This position is exclusively open to candidates based in Latin America.
About the Company:
The firm was formed in 2016, born out of a vision and desire to innovate the private equity industry and to capitalize on the significant financial technology opportunity. We are a specialist investment firm that invests in software, information & investment services companies providing mission-critical products and services across five core sub-sectors: Banking & Payments, Capital Markets, Data & Analytics, Insurance, and Investment Management. We seek growth equity and buyout opportunities in North America and Europe. We are a sector-specialist private equity firm with expertise, connectivity, and capabilities to create long-term value in financial technology businesses. By applying extensive Investing, Operating, and Innovating capabilities we seek to enable management teams to accelerate growth, achieve operational excellence, and innovate in a dynamic sector. Our integrated approach combines Investors (Capital and Ventures), Operators (Industry Partners) and Innovators (Create). Each of these divisions works in partnership across the workflow of the business: originating deals, performing diligence, underwriting the deals, executing the value creation plans, and ultimately exiting the deals.
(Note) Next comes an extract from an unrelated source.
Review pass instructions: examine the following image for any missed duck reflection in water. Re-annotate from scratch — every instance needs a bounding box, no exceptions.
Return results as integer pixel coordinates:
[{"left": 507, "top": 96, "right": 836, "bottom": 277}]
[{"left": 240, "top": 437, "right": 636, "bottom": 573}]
We leverage our proprietary expertise in financial technology to identify, unlock, and accelerate value for our portfolio companies and partners. We believe deeply in the power of technology to transform businesses and industries. Utilizing our broad market connectivity and market-leading technology capabilities we aim to be at the forefront of innovation as it emerges, delivering new capabilities into the hands of our portfolio and partners. Our innovation and value creation engine is structured across three disciplines:Portfolio Services – Experts in executing due diligence, value creation planning, and portfolio value creation execution.Propositions – Driving innovation for our portfolio and partners. Product – Building new technology assets and platforms that underpin our value creation and innovation activities.
About the Role:We are seeking a Machine Learning Engineer with full-stack development capabilities to lead the creation of our Financial Advisor Co-pilot. This role is at the forefront of our AI-driven solutions, crafting the predictive models that will underpin the next generation of wealth management products. The ideal candidate is not only an expert in machine learning but also possesses a robust set of full-stack development skills to build and deploy scalable applications.
Responsabilities
- Lead the end-to-end development and deployment of predictive models for wealth management solutions, from database to user interface.
- Design, build, and implement AI Co-Pilots, specifically tailored for the Wealth and Asset Management industry.
- Partner with the Director of Artificial Intelligence to conceptualize and execute a comprehensive strategy for integrating AI across business units.
- Rapidly prototype new algorithms and models, and transition from prototype to production environment, ensuring scalability and robustness
- Develop full-stack solutions, including database schema design, back-end logic, and front-end presentation.
- Measure and optimize the performance of both machine learning models and the full-stack applications, ensuring they align with business objectives.
- Collaborate with cross-functional teams to ensure that AI solutions enhance user experience and add significant business value.
- Act as a technical leader within the team, providing guidance and mentorship to other engineers.
Qualifications
- Minimum of 4+ years of experience in machine learning and full-stack development.
- Demonstrated experience building and deploying machine learning models, as well as constructing and maintaining full-stack applications.
- Proven track record of building and deploying machine learning models in a business context.
- Proficient in utilizing a range of machine learning libraries and frameworks (such as TensorFlow, PyTorch, Scikit-learn, Keras, etc.) to build, train, and deploy models efficiently.
- Proficiency with the LangChain framework, including experience in building applications with complex LLM integrations, using retrieval-augmented generation for contextual search, and adeptness in prompt engineering for effective human-AI interaction
- Strong engineering skills, including proficiency in Python.
- Familiarity with cloud platforms (AWS, GCP, Azure) and understanding of containerization and orchestration tools (Docker, Kubernetes).
- Ability to rapidly prototype and innovate, while maintaining a focus on scalable solutions.
- Strong problem-solving skills and the ability to learn on the job, staying ahead of the latest industry trends.
- Self-starter, capable of learning on the job and adapting to new challenges.